New research shows that the UK has made progress on narrowing the gender wage gap and increasing female labour, but still ranks 18th out of the 27 OECD countries.
The latest study by consulting firm PricewaterhouseCoopers (PwC), called Women in Work Index, reveals that the UK has taken steps to close the gender pay gap and improve the representation of women in top roles.
However, it still ranks 18th out of the 27 members of the Organisation for Economic Co-operation and Development (OECD), down from the 14th position it had in 2000.
Gaenor Bagley, head of people and an executive board member at PwC, said, “The low level of females in full-time employment is holding back both the UK’s economic recovery and women’s career progression. Despite the perception that flexible working helps women, our index and wider research suggests that it could instead be holding them back in many cases.

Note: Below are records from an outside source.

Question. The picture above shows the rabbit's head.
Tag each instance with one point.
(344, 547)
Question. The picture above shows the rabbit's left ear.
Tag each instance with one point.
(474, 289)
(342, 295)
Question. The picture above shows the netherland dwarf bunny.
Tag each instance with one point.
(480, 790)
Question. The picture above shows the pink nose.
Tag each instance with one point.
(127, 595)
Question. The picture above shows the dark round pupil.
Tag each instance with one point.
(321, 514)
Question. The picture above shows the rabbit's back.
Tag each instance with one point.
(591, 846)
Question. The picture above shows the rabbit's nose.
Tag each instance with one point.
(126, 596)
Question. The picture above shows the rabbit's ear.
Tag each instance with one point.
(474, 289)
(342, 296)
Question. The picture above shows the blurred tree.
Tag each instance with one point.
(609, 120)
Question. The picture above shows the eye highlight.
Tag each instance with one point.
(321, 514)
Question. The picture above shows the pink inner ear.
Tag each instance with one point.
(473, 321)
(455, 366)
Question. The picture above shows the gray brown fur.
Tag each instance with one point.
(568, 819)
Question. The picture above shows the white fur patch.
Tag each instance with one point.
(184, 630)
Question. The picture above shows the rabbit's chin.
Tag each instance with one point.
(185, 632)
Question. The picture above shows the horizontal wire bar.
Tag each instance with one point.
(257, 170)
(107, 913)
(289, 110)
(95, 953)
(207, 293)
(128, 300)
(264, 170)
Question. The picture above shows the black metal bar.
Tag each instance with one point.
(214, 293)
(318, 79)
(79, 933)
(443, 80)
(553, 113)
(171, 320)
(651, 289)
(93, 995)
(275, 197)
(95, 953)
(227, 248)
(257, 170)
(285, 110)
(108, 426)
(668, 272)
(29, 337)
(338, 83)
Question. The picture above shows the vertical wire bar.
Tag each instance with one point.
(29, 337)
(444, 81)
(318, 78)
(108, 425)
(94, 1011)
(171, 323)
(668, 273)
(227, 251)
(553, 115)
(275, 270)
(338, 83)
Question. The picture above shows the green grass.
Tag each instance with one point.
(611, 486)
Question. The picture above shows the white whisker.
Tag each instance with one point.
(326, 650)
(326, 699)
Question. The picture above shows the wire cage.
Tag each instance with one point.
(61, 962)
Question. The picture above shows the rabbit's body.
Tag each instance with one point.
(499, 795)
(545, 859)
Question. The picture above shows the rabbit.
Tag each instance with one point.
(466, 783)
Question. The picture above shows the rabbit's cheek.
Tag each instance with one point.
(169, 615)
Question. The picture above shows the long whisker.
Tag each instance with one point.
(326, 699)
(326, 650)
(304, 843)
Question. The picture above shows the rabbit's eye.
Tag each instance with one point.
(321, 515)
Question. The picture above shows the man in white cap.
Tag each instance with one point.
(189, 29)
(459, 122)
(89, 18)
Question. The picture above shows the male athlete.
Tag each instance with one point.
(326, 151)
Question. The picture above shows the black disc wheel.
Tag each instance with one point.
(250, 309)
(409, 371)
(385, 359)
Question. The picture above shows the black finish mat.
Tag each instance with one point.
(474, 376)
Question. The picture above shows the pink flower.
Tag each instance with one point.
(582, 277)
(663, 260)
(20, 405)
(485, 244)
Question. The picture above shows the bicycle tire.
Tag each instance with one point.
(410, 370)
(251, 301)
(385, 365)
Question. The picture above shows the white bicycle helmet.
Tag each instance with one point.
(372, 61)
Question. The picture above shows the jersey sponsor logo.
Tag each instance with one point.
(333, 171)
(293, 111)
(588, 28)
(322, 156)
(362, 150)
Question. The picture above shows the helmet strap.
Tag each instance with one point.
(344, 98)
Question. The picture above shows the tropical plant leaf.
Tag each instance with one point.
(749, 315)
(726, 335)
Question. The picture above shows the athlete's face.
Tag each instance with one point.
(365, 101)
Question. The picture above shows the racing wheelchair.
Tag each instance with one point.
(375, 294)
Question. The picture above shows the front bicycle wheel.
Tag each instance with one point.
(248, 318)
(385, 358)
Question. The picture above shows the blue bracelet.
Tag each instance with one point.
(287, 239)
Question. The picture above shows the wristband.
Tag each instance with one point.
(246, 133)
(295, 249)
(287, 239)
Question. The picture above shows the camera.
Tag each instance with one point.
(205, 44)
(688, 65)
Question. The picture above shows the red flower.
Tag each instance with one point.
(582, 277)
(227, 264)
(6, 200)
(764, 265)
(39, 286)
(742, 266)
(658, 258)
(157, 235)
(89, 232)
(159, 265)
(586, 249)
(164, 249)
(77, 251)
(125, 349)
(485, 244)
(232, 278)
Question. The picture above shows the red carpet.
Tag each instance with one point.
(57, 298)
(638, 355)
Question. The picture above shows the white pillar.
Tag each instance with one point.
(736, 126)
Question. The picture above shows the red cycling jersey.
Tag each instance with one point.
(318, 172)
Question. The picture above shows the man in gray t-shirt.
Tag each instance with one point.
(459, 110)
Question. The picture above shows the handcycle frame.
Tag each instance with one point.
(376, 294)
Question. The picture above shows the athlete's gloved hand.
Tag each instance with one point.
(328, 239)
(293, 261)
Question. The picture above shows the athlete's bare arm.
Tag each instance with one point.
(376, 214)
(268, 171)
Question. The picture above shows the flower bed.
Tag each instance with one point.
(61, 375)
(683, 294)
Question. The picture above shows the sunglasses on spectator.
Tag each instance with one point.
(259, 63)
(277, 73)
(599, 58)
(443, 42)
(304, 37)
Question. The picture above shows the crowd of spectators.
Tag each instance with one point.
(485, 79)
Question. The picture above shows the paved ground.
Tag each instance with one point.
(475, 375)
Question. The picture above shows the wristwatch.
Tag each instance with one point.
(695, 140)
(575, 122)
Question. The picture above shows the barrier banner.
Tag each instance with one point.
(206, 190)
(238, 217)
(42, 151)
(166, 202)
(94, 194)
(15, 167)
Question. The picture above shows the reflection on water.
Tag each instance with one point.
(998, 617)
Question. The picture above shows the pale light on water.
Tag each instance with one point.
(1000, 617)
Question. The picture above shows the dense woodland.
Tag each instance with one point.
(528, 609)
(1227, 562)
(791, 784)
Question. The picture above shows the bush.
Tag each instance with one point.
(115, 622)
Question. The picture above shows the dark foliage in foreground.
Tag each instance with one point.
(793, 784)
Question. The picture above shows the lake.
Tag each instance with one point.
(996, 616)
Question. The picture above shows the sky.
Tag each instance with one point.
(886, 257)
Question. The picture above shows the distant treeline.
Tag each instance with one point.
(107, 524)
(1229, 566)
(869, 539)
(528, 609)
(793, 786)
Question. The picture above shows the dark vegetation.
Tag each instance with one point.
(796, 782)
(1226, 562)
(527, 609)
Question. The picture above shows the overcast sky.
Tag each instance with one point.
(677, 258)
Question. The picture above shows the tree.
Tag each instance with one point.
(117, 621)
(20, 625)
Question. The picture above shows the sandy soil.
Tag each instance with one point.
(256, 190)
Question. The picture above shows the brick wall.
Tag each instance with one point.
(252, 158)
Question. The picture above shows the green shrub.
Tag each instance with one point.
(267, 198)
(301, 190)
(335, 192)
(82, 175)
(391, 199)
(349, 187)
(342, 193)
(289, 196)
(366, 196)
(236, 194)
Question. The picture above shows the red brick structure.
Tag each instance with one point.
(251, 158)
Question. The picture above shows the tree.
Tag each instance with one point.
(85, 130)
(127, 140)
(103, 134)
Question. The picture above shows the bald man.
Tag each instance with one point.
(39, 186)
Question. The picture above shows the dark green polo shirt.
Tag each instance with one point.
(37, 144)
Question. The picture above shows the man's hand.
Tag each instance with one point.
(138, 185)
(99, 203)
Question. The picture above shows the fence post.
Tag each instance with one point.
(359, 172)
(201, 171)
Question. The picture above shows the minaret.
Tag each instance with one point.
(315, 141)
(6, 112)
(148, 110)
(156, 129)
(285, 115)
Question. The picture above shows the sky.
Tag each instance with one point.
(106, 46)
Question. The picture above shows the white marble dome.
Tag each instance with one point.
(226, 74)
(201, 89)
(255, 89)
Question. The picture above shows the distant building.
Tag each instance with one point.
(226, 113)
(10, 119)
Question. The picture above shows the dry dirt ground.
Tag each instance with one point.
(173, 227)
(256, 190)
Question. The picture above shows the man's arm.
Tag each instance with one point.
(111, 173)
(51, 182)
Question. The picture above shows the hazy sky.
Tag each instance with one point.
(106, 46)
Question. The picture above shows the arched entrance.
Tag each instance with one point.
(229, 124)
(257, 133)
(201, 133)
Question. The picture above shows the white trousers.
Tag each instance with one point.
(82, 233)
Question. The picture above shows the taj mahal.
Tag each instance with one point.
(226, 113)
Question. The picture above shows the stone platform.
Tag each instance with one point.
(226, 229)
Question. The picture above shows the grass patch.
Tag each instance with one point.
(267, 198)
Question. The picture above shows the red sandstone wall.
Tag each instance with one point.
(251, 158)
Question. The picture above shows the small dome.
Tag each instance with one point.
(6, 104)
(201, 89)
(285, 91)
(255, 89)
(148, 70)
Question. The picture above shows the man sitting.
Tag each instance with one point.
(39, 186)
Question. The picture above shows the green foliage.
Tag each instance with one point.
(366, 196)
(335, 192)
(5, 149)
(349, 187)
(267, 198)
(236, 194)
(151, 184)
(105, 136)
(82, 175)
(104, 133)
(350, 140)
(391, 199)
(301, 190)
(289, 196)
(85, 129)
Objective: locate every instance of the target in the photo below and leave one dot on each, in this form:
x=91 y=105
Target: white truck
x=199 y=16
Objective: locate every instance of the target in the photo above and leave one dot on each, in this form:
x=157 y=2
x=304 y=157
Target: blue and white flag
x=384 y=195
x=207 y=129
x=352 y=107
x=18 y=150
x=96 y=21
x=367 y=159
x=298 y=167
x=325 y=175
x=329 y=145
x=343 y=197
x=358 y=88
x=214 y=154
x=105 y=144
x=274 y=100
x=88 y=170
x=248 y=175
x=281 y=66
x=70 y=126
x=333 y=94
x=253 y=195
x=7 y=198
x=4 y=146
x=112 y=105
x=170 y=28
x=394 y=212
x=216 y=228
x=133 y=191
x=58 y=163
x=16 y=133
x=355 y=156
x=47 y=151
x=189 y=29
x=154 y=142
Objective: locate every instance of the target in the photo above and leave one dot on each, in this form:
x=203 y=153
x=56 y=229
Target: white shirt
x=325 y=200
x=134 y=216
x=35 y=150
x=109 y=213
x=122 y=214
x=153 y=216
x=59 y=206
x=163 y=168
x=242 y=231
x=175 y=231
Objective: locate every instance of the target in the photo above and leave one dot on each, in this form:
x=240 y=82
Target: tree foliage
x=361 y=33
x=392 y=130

“The reality on the ground is that people who work flexibly feel they have to work harder for promotion, are resented by their peers and don’t progress as quickly.”
She added that working part-time has negative effects for women in the long-term.
PwC’s research took into account the equality of wages with men, the proportion of women in work, female unemployment rates and the proportion of women in full-time employment.
Norway, Denmark and Sweden occupy the first three positions, while Italy, Greece and Korea are at the bottom of the ranking.
“Despite policy moving in the right direction, the UK’s cultural perception of gender equality needs to catch up”, Bagley said.
“Some of the reasons the Nordic countries top the index is down to the recognition that all individuals should be able to balance their career and family life, and to support themselves. For the UK to make real progress we first need to solve the culture challenge.”
Research published in October last year revealed that the number of female managers in the City of London had doubled compared to the previous year, representing 20% of the overall professional employees.